University of Virginia Library


82

III. SOCRATES REFUSING TO ESCAPE FROM PRISON.

“If thou injurest us,” I think I hear the Laws saying to me, “if thou injurest us, we shall be angry with thee during life, and after death our sisters, the Laws which are in the unseen world, will not receive thee kindly, knowing that thou hast done what in thee lay to destroy us. Therefore be not persuaded by Crito, but by us.”

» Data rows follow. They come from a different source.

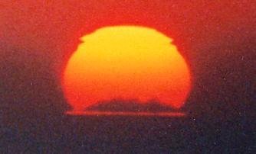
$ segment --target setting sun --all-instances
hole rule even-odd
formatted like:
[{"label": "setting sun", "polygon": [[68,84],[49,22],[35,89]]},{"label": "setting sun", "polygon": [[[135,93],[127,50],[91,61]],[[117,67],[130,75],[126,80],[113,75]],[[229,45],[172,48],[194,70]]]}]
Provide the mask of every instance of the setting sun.
[{"label": "setting sun", "polygon": [[184,104],[191,75],[171,38],[152,28],[115,26],[80,40],[62,79],[74,111],[113,99],[154,100],[174,108]]}]

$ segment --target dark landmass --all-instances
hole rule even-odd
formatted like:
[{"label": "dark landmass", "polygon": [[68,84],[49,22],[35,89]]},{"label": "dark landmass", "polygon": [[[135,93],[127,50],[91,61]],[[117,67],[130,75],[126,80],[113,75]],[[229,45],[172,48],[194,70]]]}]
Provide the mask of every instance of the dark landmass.
[{"label": "dark landmass", "polygon": [[108,102],[100,102],[86,109],[97,111],[129,111],[129,112],[168,112],[180,111],[170,106],[162,105],[154,101],[139,103],[136,101],[113,100]]}]

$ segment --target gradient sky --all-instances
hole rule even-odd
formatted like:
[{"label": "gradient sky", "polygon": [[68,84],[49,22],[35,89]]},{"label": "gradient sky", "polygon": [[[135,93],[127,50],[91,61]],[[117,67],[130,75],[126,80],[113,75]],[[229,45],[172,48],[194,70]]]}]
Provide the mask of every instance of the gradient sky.
[{"label": "gradient sky", "polygon": [[[68,108],[60,76],[79,37],[99,27],[153,27],[174,39],[192,70],[184,110],[226,121],[255,107],[256,4],[244,1],[2,1],[0,107],[3,120]],[[19,113],[19,114],[17,114]],[[211,120],[205,117],[205,120]],[[15,124],[15,122],[14,122]]]}]

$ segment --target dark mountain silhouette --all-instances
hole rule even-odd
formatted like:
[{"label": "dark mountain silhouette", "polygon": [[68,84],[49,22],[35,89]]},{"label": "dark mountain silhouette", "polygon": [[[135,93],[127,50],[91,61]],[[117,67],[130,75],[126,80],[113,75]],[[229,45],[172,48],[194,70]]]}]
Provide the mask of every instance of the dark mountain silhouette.
[{"label": "dark mountain silhouette", "polygon": [[94,104],[86,109],[87,111],[133,111],[133,112],[161,112],[178,111],[172,107],[162,105],[157,101],[150,101],[146,103],[140,103],[136,100],[123,101],[113,100],[103,101]]}]

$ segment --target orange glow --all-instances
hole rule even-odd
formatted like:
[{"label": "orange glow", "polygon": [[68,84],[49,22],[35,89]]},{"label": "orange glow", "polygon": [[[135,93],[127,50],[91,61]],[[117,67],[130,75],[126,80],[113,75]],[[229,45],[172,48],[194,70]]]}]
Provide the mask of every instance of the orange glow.
[{"label": "orange glow", "polygon": [[113,99],[184,104],[191,76],[172,39],[135,26],[106,27],[80,39],[62,79],[74,112]]}]

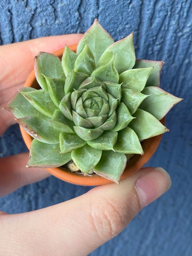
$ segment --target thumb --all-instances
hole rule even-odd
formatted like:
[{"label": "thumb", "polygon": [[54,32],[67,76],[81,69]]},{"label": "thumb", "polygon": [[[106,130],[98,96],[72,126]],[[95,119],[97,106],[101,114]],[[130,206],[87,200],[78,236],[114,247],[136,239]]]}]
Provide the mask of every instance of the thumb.
[{"label": "thumb", "polygon": [[98,187],[68,201],[16,214],[14,219],[2,215],[0,238],[6,248],[3,255],[11,254],[12,248],[18,255],[87,255],[119,233],[171,184],[162,168],[145,168],[119,185]]}]

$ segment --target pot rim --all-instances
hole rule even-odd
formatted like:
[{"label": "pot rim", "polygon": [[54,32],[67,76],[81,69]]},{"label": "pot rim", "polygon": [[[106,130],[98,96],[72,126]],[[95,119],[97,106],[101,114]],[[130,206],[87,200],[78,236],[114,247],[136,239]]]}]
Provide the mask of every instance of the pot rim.
[{"label": "pot rim", "polygon": [[[73,51],[76,52],[77,44],[68,46]],[[60,59],[63,52],[64,48],[62,48],[54,52],[53,54]],[[32,71],[25,83],[24,87],[33,87],[39,89],[39,85],[36,80],[34,69]],[[163,124],[165,124],[165,118],[160,121]],[[20,126],[21,134],[27,147],[29,150],[33,138]],[[135,154],[127,162],[126,167],[122,175],[120,180],[133,174],[138,172],[151,158],[156,149],[161,141],[162,134],[144,140],[142,142],[142,146],[144,154],[143,156]],[[97,174],[93,176],[84,176],[83,174],[72,172],[67,169],[60,167],[46,168],[50,173],[59,179],[65,181],[78,185],[95,186],[105,185],[113,183],[113,181]]]}]

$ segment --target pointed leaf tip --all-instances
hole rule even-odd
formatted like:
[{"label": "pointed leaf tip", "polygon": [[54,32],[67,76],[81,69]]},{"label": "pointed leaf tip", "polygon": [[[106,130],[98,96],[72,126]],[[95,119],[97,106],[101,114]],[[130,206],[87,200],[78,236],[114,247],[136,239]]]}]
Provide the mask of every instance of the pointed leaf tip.
[{"label": "pointed leaf tip", "polygon": [[119,74],[132,68],[135,62],[132,32],[110,45],[99,60],[96,67],[106,64],[112,56],[114,56],[115,66]]},{"label": "pointed leaf tip", "polygon": [[103,151],[98,164],[93,168],[97,174],[119,184],[127,163],[124,154],[112,150]]},{"label": "pointed leaf tip", "polygon": [[160,74],[164,64],[162,61],[149,60],[137,60],[133,68],[154,67],[146,83],[146,86],[160,85]]},{"label": "pointed leaf tip", "polygon": [[114,42],[110,35],[96,19],[79,41],[77,53],[79,55],[87,43],[93,55],[96,63],[105,50]]},{"label": "pointed leaf tip", "polygon": [[149,97],[144,100],[140,108],[150,113],[158,120],[182,100],[155,86],[145,87],[142,93]]}]

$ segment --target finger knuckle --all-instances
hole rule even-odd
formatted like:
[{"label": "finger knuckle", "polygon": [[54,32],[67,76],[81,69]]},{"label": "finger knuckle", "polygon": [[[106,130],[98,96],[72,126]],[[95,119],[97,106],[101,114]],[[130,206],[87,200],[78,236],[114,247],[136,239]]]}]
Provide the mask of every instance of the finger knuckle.
[{"label": "finger knuckle", "polygon": [[103,240],[114,237],[124,227],[125,213],[116,201],[102,197],[92,204],[90,213],[94,229]]}]

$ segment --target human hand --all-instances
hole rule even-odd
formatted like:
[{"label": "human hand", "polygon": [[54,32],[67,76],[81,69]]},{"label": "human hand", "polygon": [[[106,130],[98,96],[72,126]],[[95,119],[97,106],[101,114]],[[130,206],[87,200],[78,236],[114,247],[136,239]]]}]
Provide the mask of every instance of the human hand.
[{"label": "human hand", "polygon": [[[2,108],[22,87],[39,51],[77,43],[79,34],[44,37],[0,47],[0,135],[15,123]],[[28,153],[0,159],[0,196],[48,177],[25,167]],[[33,212],[0,212],[0,255],[85,255],[122,231],[138,212],[170,187],[161,168],[143,168],[119,185],[97,187],[78,197]]]}]

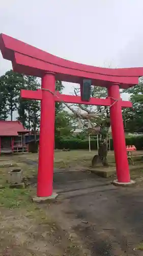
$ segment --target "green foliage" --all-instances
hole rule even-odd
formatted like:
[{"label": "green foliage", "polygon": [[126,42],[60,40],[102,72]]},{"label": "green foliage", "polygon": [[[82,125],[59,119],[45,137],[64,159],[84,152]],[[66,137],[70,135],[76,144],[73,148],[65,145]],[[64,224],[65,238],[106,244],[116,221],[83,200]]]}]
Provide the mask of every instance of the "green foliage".
[{"label": "green foliage", "polygon": [[[26,100],[20,97],[20,90],[36,91],[40,88],[37,77],[26,76],[10,70],[0,77],[0,118],[6,120],[9,114],[13,120],[13,111],[17,110],[17,119],[29,130],[36,131],[40,127],[40,102]],[[64,86],[61,81],[56,81],[55,90],[62,93]],[[50,110],[47,110],[47,111]],[[48,120],[47,120],[48,121]],[[63,110],[62,102],[55,103],[55,137],[67,136],[72,128],[71,118]]]},{"label": "green foliage", "polygon": [[139,84],[124,90],[131,94],[130,100],[132,102],[133,109],[125,109],[123,110],[126,131],[136,132],[143,127],[143,80]]},{"label": "green foliage", "polygon": [[23,76],[12,70],[7,71],[1,77],[1,90],[3,90],[3,97],[7,103],[7,114],[10,114],[11,121],[13,112],[17,109],[20,89],[23,83]]},{"label": "green foliage", "polygon": [[[61,137],[59,140],[55,139],[55,148],[70,148],[70,150],[88,150],[89,140],[75,137]],[[134,145],[137,150],[142,150],[143,136],[131,137],[126,138],[126,145]],[[97,150],[96,139],[91,139],[91,147],[92,150]],[[110,148],[113,150],[113,142],[110,139]]]}]

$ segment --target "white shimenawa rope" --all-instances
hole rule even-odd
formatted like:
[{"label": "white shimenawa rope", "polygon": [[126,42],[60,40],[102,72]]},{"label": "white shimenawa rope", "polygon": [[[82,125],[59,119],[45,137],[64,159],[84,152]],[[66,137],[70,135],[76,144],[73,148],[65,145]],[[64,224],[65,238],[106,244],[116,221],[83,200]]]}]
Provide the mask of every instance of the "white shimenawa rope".
[{"label": "white shimenawa rope", "polygon": [[[53,96],[56,96],[58,99],[59,99],[59,101],[61,102],[61,103],[63,103],[63,104],[64,104],[66,106],[67,106],[67,103],[66,103],[64,101],[61,100],[60,99],[60,97],[59,96],[58,96],[57,95],[56,95],[56,92],[55,91],[55,92],[51,92],[50,90],[49,89],[45,89],[45,88],[41,88],[41,90],[43,90],[43,91],[46,91],[47,92],[49,92],[49,93],[50,93],[51,94],[52,94]],[[113,100],[115,101],[110,105],[109,106],[109,108],[110,109],[110,108],[111,108],[116,103],[117,103],[118,101],[119,101],[120,100],[121,100],[121,98],[119,99],[115,99],[114,98],[112,98],[112,97],[109,97],[108,98],[110,98],[110,99]],[[106,109],[105,109],[102,112],[104,112],[104,111],[105,112],[106,111]],[[98,113],[97,112],[95,112],[95,114]],[[75,113],[75,114],[76,115],[76,116],[77,116],[77,120],[78,121],[78,123],[79,123],[79,126],[81,126],[81,120],[80,120],[80,119],[83,119],[82,116],[80,115],[79,113],[78,114],[78,116],[77,115],[77,114],[76,114]],[[79,117],[79,115],[80,116],[80,117]],[[91,122],[90,122],[90,120],[89,120],[89,124],[88,124],[88,126],[90,126],[91,125]],[[89,123],[90,122],[90,124]]]}]

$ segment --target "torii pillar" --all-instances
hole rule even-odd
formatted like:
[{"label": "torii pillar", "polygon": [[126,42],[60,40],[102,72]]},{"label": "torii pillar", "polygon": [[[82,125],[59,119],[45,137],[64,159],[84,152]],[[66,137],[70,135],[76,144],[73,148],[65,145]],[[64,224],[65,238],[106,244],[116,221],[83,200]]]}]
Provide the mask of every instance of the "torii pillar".
[{"label": "torii pillar", "polygon": [[[116,162],[117,180],[115,184],[130,185],[122,108],[131,108],[132,103],[120,98],[120,88],[133,87],[143,76],[142,68],[105,69],[70,61],[59,58],[10,36],[1,34],[0,49],[3,57],[11,60],[14,71],[42,78],[41,90],[21,90],[21,97],[41,100],[39,159],[37,197],[39,201],[52,199],[55,102],[110,106],[111,125]],[[77,83],[83,79],[92,84],[106,87],[106,99],[91,98],[82,101],[80,96],[55,94],[55,80]]]}]

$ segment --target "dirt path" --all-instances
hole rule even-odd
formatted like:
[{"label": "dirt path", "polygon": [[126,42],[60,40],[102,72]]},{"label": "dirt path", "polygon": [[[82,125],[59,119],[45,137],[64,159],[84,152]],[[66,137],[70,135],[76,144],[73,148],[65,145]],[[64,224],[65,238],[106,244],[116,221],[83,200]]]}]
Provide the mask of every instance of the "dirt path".
[{"label": "dirt path", "polygon": [[[26,163],[30,175],[36,162]],[[139,174],[134,175],[140,178]],[[55,169],[53,187],[59,197],[54,203],[37,205],[28,198],[36,194],[37,173],[33,173],[27,190],[20,191],[20,198],[16,194],[16,207],[1,207],[0,255],[142,255],[142,251],[134,249],[142,248],[140,179],[130,188],[115,187],[111,180],[78,168]],[[9,197],[10,201],[9,193],[0,196],[6,200]]]}]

“Now such, my dear friend Crito, are the things which I seem to hear, as they who act the Corybantes imagine that they hear musical pipes; and as for myself the din of these things is so loud in mine ears, as to render me incapable of hearing any thing else beside.”

Crito.

Sleeping and waking didst thou seem to hear
The melodies of that angelic chime,
Which ever sound beyond the sea of time,
So pure Philosophy had charm'd thine ear,
And deaden'd to the noise of this low sphere;
Nothing to hear but the sweet sound sublime
Of heavenly Laws, which from the ethereal clime
Go forth in Laws that upon earth appear!
For in the breast of God they have their birth,
And though so soil'd in contact with our earth,
Yet are they His own ministers below,
And have celestial voices: which to know
Were better, youthful spirits to o'er-rule,
Than all the harmonies of Plato's school.